To file a state complaint:
- Find your state insurance commissioner: naic.org/state_contacts
- File a complaint through the state’s online portal or consumer affairs division
- Reference both the No Surprises Act and any applicable state surprise billing law
States with stronger state-level protections (non-exhaustive):
- California (AB 72 and SB 1264)
- New York (comprehensive surprise billing law)
- Texas (SB 1264)
- Illinois
- Florida
What Happens After You File
CMS reviews complaints and may:
- Contact the insurer or provider to request information and resolution
- Investigate whether a violation occurred
- Issue civil monetary penalties for violations (up to $10,000 per violation for providers)
- Require refunds to affected patients
CMS is not a consumer advocate and doesn’t always resolve individual complaints in the patient’s favor — but filing creates a record and can trigger enforcement action, particularly for systematic violations.
Additional Resources
CMS No Surprises Help Desk
- Online: cms.gov/nosurprises
- Phone: 1-800-985-3059
U.S. Department of Labor (for federal-employee-sponsored plans)
- EBSA: 1-866-444-3272
- Online: dol.gov/agencies/ebsa
State Insurance Commissioner
- Find yours at: naic.org/state_contacts.htm
Consumer Financial Protection Bureau (for billing/collection complaints)
- Online: consumerfinance.gov/complaint
- Phone: 1-855-411-2372
Ready to Take Action?
If you’ve received a surprise bill, our free Dispute Letter Generator can help you write a formal dispute to your insurer or provider as a first step before filing a complaint. Our Complete Dispute Kit is $19 one-time. Get it →
FAQ
Q: Does the No Surprises Act apply to my employer’s health plan? A: Yes, for most employer-sponsored plans. However, it depends on whether your plan is “fully insured” (regulated by your state) or “self-funded” (regulated by federal ERISA law). Self-funded plans are still covered by the federal No Surprises Act, but state insurance commissioners may not have authority to enforce it — federal agencies do. Contact EBSA (1-866-444-3272) for self-funded plan complaints.

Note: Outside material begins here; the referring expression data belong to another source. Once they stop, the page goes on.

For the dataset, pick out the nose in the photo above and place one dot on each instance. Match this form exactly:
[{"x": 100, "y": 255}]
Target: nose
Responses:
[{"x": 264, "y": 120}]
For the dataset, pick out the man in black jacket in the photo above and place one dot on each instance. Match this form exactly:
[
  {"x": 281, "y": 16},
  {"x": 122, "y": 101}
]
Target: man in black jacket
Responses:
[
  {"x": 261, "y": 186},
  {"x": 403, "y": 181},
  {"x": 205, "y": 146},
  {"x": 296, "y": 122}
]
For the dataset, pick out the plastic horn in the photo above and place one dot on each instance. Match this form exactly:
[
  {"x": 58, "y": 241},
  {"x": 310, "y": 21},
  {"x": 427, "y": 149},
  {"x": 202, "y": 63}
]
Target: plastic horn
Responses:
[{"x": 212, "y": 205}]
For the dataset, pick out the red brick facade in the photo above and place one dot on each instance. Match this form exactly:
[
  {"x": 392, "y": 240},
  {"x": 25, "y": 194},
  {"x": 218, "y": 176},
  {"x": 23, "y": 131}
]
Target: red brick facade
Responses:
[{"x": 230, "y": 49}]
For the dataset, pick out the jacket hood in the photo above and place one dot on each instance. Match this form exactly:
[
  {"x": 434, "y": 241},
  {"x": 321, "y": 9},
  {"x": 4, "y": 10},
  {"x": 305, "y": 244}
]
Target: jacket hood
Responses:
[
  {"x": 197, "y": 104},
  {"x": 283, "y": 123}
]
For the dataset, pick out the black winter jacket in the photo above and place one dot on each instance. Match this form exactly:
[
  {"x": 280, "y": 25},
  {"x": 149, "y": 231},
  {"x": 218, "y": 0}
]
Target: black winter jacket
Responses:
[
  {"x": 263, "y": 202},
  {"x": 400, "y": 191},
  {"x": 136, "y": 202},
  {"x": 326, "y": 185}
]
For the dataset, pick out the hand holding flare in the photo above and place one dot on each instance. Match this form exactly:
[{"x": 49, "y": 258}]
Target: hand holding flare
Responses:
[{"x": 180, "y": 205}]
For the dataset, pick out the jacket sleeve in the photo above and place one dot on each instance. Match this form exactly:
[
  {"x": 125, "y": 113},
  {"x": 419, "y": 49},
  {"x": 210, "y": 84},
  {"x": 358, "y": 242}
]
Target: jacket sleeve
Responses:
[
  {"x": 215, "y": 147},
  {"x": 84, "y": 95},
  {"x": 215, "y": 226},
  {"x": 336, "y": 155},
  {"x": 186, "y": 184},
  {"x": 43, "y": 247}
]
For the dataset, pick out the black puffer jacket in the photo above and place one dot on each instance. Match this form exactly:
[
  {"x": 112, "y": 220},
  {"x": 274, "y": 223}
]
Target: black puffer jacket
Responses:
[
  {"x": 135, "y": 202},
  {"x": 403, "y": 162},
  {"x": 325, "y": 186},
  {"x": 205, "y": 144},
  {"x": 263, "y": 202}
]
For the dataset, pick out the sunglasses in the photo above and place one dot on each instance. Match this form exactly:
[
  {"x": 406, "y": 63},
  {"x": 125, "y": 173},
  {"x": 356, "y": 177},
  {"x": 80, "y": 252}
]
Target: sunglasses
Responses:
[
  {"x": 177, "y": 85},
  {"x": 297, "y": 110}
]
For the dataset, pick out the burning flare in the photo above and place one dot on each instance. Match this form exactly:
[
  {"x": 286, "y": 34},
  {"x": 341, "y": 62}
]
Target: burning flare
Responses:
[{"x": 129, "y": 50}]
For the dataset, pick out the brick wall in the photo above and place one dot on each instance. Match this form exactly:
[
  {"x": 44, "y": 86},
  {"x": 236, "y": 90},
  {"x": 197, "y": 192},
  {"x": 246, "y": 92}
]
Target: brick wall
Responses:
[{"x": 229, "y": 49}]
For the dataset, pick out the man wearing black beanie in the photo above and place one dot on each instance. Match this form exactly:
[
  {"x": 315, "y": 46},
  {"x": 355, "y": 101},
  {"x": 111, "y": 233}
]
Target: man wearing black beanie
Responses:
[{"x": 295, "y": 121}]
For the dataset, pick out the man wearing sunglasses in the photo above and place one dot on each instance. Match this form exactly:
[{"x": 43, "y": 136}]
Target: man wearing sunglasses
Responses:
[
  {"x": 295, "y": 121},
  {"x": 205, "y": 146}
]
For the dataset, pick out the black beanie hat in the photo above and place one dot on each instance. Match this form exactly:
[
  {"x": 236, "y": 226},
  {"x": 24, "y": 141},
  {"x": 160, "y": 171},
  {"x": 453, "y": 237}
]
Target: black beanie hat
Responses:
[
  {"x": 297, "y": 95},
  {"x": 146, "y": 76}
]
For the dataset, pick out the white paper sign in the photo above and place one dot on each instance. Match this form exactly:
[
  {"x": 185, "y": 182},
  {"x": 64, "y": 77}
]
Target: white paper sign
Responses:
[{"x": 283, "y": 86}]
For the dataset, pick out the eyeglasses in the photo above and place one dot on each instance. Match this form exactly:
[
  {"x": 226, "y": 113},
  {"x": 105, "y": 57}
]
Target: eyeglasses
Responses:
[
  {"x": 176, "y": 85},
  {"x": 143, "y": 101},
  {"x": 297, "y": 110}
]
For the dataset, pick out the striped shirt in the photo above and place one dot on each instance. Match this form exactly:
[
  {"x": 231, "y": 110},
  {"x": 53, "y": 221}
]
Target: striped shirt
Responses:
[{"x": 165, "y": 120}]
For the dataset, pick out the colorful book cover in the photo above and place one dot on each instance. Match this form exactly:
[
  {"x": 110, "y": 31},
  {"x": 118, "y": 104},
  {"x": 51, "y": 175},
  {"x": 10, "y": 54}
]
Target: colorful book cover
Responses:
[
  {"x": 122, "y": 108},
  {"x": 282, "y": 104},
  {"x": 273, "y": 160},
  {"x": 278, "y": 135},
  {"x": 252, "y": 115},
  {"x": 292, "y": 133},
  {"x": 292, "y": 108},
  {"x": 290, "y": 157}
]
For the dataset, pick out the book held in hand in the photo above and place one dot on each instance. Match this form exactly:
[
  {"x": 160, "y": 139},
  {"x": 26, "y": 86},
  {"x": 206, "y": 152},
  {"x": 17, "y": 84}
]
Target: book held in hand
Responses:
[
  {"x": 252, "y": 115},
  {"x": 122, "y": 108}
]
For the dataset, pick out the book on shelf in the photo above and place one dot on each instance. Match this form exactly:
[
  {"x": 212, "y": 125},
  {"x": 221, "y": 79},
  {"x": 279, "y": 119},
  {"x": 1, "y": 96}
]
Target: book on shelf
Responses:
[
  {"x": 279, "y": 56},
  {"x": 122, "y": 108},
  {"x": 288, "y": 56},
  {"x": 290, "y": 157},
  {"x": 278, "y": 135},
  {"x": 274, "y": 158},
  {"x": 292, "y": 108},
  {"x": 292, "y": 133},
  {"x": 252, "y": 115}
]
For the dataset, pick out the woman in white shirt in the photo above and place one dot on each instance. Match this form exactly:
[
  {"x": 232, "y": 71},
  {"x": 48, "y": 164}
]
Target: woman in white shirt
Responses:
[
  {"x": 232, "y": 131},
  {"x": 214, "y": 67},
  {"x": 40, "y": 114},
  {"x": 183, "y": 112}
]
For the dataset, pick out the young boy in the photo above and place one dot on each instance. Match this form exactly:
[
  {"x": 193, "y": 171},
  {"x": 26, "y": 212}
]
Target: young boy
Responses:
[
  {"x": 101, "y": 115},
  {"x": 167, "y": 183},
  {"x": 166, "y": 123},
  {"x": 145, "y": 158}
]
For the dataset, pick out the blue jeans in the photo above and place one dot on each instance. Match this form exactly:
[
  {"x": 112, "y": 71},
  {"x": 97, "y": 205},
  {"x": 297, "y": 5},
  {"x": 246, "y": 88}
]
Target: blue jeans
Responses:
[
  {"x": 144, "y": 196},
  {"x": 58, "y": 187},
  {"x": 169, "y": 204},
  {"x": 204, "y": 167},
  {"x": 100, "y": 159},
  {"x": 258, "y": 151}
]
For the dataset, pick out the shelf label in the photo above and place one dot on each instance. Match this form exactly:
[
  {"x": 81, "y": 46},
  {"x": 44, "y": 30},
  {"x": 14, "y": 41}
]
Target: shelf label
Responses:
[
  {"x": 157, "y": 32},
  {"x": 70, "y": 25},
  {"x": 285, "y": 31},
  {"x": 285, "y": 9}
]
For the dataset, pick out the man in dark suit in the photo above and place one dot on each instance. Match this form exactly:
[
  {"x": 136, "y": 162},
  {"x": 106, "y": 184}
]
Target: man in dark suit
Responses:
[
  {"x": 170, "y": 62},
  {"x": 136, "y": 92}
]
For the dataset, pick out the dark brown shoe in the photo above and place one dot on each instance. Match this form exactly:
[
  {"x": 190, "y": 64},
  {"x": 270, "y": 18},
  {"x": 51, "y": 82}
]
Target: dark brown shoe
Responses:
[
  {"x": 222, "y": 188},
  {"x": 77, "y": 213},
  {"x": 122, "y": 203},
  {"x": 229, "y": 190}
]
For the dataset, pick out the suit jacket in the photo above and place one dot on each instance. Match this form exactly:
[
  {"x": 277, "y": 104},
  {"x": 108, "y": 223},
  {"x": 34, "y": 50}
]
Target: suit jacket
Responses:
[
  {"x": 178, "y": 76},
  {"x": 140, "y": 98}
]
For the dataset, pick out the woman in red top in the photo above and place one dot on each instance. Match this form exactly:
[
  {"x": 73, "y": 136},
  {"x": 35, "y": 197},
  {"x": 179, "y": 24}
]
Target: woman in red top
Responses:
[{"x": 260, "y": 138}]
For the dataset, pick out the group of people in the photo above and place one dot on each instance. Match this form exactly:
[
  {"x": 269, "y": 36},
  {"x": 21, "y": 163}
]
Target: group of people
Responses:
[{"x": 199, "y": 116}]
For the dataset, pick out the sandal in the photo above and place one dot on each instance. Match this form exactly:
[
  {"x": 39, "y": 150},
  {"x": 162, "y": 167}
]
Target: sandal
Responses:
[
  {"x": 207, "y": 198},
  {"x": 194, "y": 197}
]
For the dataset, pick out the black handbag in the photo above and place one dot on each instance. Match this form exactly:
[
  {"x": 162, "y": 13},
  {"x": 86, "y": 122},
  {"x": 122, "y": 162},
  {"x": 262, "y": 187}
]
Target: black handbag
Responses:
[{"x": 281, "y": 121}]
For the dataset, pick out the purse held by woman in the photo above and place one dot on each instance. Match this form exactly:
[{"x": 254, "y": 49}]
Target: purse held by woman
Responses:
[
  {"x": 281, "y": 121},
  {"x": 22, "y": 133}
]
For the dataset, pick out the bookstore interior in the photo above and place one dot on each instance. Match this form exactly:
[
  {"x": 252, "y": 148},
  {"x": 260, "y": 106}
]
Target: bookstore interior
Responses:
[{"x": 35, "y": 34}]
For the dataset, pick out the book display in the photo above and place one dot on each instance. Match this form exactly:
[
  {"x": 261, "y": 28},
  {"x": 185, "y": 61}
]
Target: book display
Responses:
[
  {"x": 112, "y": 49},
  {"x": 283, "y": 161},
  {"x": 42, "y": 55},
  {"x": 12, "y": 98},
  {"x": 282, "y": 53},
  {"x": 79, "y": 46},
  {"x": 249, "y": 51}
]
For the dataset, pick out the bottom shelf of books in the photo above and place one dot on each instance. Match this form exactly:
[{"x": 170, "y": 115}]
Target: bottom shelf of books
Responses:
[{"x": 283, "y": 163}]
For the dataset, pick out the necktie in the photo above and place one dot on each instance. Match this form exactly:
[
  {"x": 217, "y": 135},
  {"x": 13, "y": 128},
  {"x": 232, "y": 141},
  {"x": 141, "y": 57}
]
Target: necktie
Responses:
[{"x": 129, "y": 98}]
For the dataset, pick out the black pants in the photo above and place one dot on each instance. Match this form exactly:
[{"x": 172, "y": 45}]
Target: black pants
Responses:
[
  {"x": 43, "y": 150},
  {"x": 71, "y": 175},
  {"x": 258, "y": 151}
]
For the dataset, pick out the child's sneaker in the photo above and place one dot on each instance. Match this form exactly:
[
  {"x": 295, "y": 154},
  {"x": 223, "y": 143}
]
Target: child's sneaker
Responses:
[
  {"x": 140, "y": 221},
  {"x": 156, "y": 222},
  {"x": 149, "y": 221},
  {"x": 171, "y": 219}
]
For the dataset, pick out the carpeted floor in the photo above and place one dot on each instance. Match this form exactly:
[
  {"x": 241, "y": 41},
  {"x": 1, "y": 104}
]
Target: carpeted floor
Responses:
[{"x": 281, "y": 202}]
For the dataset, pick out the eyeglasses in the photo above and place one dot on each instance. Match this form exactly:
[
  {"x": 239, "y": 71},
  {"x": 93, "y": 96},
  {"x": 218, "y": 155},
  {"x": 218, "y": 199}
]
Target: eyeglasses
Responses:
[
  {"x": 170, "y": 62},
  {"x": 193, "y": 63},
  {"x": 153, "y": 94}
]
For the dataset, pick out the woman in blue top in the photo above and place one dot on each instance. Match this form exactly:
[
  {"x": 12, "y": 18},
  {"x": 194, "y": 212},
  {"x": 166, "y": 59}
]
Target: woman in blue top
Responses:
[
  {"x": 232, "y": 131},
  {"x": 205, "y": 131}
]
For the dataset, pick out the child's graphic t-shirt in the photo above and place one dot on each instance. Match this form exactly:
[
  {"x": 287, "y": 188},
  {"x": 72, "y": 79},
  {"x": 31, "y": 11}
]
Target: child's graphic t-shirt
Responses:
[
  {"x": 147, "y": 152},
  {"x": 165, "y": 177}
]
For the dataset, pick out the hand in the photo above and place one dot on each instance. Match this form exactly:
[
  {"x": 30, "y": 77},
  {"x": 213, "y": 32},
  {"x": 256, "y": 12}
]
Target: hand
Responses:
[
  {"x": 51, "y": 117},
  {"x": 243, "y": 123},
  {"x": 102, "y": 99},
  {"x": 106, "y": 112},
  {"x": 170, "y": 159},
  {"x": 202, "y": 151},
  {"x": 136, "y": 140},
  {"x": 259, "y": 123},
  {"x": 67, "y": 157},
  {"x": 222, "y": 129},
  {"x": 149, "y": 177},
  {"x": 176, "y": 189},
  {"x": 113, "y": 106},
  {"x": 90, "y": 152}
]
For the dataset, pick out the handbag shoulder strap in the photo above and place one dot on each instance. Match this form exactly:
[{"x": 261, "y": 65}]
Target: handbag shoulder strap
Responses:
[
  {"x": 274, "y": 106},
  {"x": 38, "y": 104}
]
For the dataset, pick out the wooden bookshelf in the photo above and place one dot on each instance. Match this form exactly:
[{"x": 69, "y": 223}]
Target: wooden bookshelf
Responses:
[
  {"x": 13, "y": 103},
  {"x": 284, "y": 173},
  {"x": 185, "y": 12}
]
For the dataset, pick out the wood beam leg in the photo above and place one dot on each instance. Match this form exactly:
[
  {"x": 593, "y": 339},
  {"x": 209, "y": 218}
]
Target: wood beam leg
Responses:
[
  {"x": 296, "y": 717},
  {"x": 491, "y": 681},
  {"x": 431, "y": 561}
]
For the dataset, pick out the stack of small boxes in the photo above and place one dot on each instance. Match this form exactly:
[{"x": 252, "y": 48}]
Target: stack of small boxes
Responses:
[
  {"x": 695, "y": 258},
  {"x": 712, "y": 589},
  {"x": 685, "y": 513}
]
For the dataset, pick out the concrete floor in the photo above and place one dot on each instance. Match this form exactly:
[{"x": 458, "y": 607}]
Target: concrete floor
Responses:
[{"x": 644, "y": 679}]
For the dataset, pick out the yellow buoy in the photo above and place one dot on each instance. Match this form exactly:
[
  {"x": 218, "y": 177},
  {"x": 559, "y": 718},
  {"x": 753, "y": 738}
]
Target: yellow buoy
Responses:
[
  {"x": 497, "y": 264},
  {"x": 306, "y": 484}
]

Q: Can I be billed more than my in-network cost-sharing for emergency care? A: No. The No Surprises Act prohibits billing you more than your in-network cost-sharing (deductible, copay, coinsurance) for emergency services — even if the emergency facility or providers are out-of-network.
Q: What if I signed a form consenting to out-of-network charges? A: It depends. Providers cannot get a valid waiver of No Surprises Act protections for emergency services or for certain non-emergency services. For non-emergency care at in-network facilities, a provider must give you a valid notice-and-consent form meeting specific federal requirements — and even then, consent is only valid for certain services and certain timing. A form buried in a stack of intake paperwork typically doesn’t satisfy these requirements.
Q: How long do I have to file a No Surprises Act complaint? A: CMSdooBenS doesn’t publish a strict deadline for complaints. However, acting promptly is advisable. Most dispute timelines (including insurance appeal windows) run from the date of the denial or bill, often measured in months.
Q: What if my state has stronger surprise billing protections? A: Apply both sets of rules. State law applies to fully insured plans regulated by the state. Federal No Surprises Act applies to most plans including self-funded employer plans. You may be able to file complaints with both your state insurance commissioner and CMS.